Two sectors in the country’s agricultural landscape rice and sugar had presented almost similarly compelling cases for liberalization, and yet received totally opposite responses from the country’s lawmakers. What gives?

In 2018, with higher prices of rice pushing inflation to stay at elevated levels for the most parts of the year, Duterte’s economic team urged Congress to open up rice importation subject to a table of tariffs. Early this year, the Rice Tariffication Act was passed.

To protect farmers who would be affected by the unimpeded importation of rice, the law set aside an initial P5 billion that would be used during the first year, and P10 billion yearly for six years under a newly established Rice Competitiveness Enhancement Fund.

The objective of the law was to use collected rice import tariffs to help Filipino rice farmers become more competitive and profitable, mainly through the introduction of modern farm implements and improved seed varieties, alongside assistance in forming cooperatives, more available credit facilities, and training.

Because imported rice is currently cheaper than locally farmed rice, government economists argue that this will bring down local rice prices and ultimately benefit the consumer while helping keep inflation down.

Same compelling reasons

Even before the rice law’s implementing rules and regulations could be drafted, the administration’s economic team presented the same compelling reasons as stated in justifying the need to liberalize the rice industry – but this time, for the sugar industry.

Like in the rice sector, sugar shares some peculiarly familiar characteristics. The sugar production cost in competing countries is far lower than ours, and for years now, has been edging out our exports in the world market. Local retail sugar prices are similarly higher than if we were to import.

The sugar industry has often complained of huge subsidies given by the governments in countries like Thailand, Vietnam, Indonesia and Australia. In response, lawmakers passed the Sugar Industry Development Act (SIDA) in 2015 that created a P2-billion Sugar Development Fund.

The money was supposed to have been spent on improving sugar producers’ efficiencies, but bureaucratic hurdles contributed to its low utilization to this day, especially in developing the scheme to consolidate management of small farms and providing for shared service facilities.

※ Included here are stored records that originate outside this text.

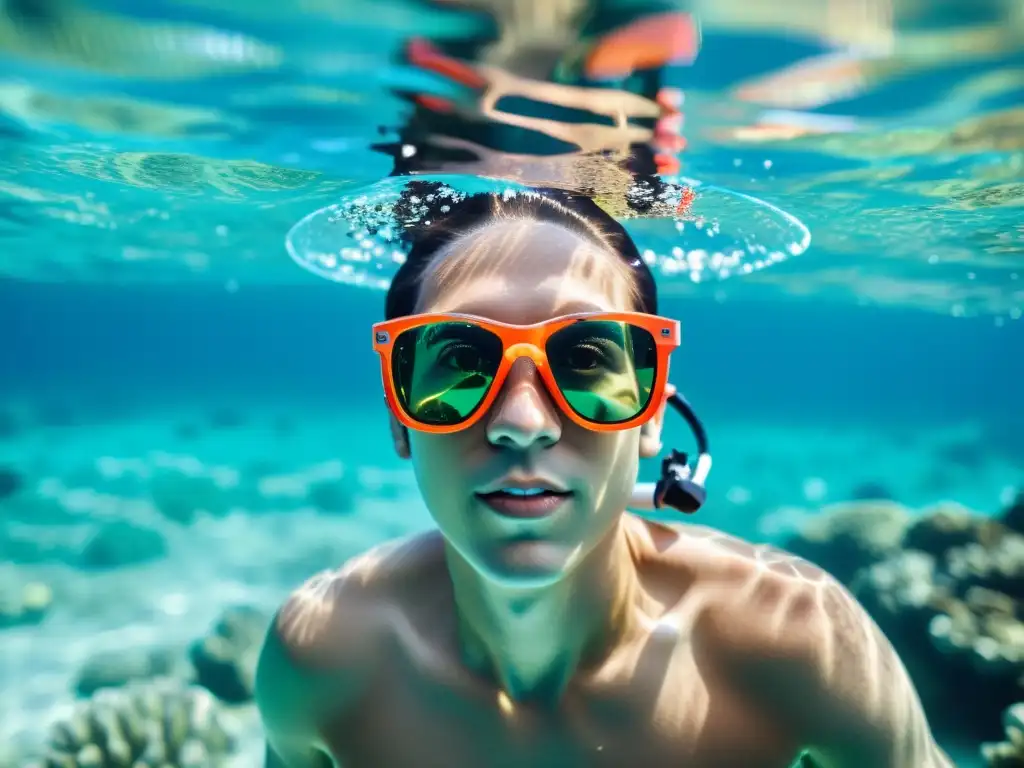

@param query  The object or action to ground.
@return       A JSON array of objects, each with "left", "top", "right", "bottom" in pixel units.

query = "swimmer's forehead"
[{"left": 419, "top": 220, "right": 634, "bottom": 324}]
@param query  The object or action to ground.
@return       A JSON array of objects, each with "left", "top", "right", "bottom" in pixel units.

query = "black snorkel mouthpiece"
[{"left": 630, "top": 394, "right": 711, "bottom": 515}]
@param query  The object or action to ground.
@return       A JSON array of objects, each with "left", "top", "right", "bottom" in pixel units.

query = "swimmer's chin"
[{"left": 474, "top": 540, "right": 582, "bottom": 588}]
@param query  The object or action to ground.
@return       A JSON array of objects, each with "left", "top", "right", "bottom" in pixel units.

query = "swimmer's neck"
[{"left": 446, "top": 515, "right": 641, "bottom": 705}]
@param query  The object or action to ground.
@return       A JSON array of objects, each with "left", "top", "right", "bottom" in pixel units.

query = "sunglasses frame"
[{"left": 373, "top": 312, "right": 680, "bottom": 434}]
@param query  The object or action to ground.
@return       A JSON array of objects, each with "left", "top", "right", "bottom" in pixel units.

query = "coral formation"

The country’s sugar production has also been decreasing as more sugar farmers are being forced to leave their farm lots after suffering successive cropping season losses. Uneconomically sized far lots have often been cited as enough reason for the inability to raise land productivity values.

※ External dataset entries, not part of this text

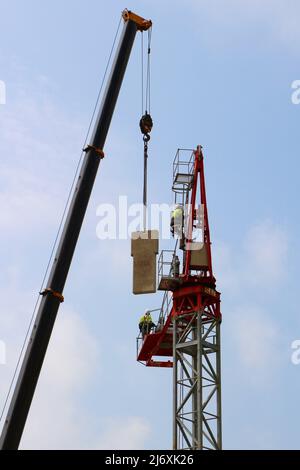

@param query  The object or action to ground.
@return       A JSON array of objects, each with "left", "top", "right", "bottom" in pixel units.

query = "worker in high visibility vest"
[
  {"left": 139, "top": 310, "right": 155, "bottom": 338},
  {"left": 170, "top": 204, "right": 183, "bottom": 238}
]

Both rice and sugar have suffered at the hands of the Comprehensive Agricultural Reform Program’s land expropriation initiative, where parceling had become an obstacle to the introduction of farming technologies aimed at improving productivity.

Rice and sugar have likewise been many times a victim to trade and price manipulation by unscrupulous middlemen or groups that manage to form cartels to corner domestic supply and distribution.

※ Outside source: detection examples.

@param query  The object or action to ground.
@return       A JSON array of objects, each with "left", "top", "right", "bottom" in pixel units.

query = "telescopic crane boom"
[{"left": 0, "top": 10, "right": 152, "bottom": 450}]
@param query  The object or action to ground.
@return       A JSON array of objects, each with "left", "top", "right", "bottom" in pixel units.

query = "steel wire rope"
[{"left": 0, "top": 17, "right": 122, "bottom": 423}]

There are however dissimilarities between the rice and sugar sectors, which could likely explain lawmakers’ almost unanimous rejection of the economic team’s call to deregulate the local sugar industry.

A resolution passed by the Senate recently argued that the very existence of the Sugar Regulatory Administration (SRA) already allows open importation of sugar. Senators also pointed out the passage of SIDA in 2015 that would need more time to realize any of its intended benefits.

The sugar – unlike rice – industry continues to contribute to the country’s gross domestic product through exportation. Last year, this was reported at P96 billion, largely paid for by the US, which continues to be the Philippines’ largest sugar export market because of a tariff quota system.

Unlike rice, sugar is vulnerable to wild fluctuations of world prices. In recent years, the growing preference of food manufacturers for sugar derivatives, like high fructose corn syrup, as a substitute to raw sugar had an immediate impact on supply and prices.

Perhaps, one of the biggest differences of the sugar industry is its strong, well organized, and influential lobby, which are closely linked to several members of the House of Representatives and Senate.

The Philippine Sugar Millers Association, the Confederation of Sugar Producers Association Inc. and the Sugar Regulatory Administration already make a most persuasive trio that is able to eloquently convince a host of partisan senators and representatives that liberalizing the sugar industry is going to kill it.

This is quite different story with the rice industry where the combined forces of activist groups that represent the interest of Filipino rice farmers have not been graced with positive responses by lawmakers.


Timing could have played a big role. High rice prices in 2018 were a burning public issue fueling inflation, which in turn was directly dragging down economic growth.

The snafu resulting from the delayed passage of the 2019 national budget had a direct effect on the late release of funds for rice farmers. As farm gate prices collapsed, the onus of defending the rice tariffication law was on lawmakers with news about thousands of rice farmers suffering from huge losses during the last harvest season.

Definitely, seeing the same thing happening to the sugar industry was something that was to be avoided, especially with the local sugar industry suffering from low prices. As inutile as the sugar industry development law seems, it was a useful reason to silence any talks about imposing a new tariff regime on sugar.

This time, the sugar industry emerges a winner again. Consumers will just have to wait another time to taste the sweetness of lower priced sugar.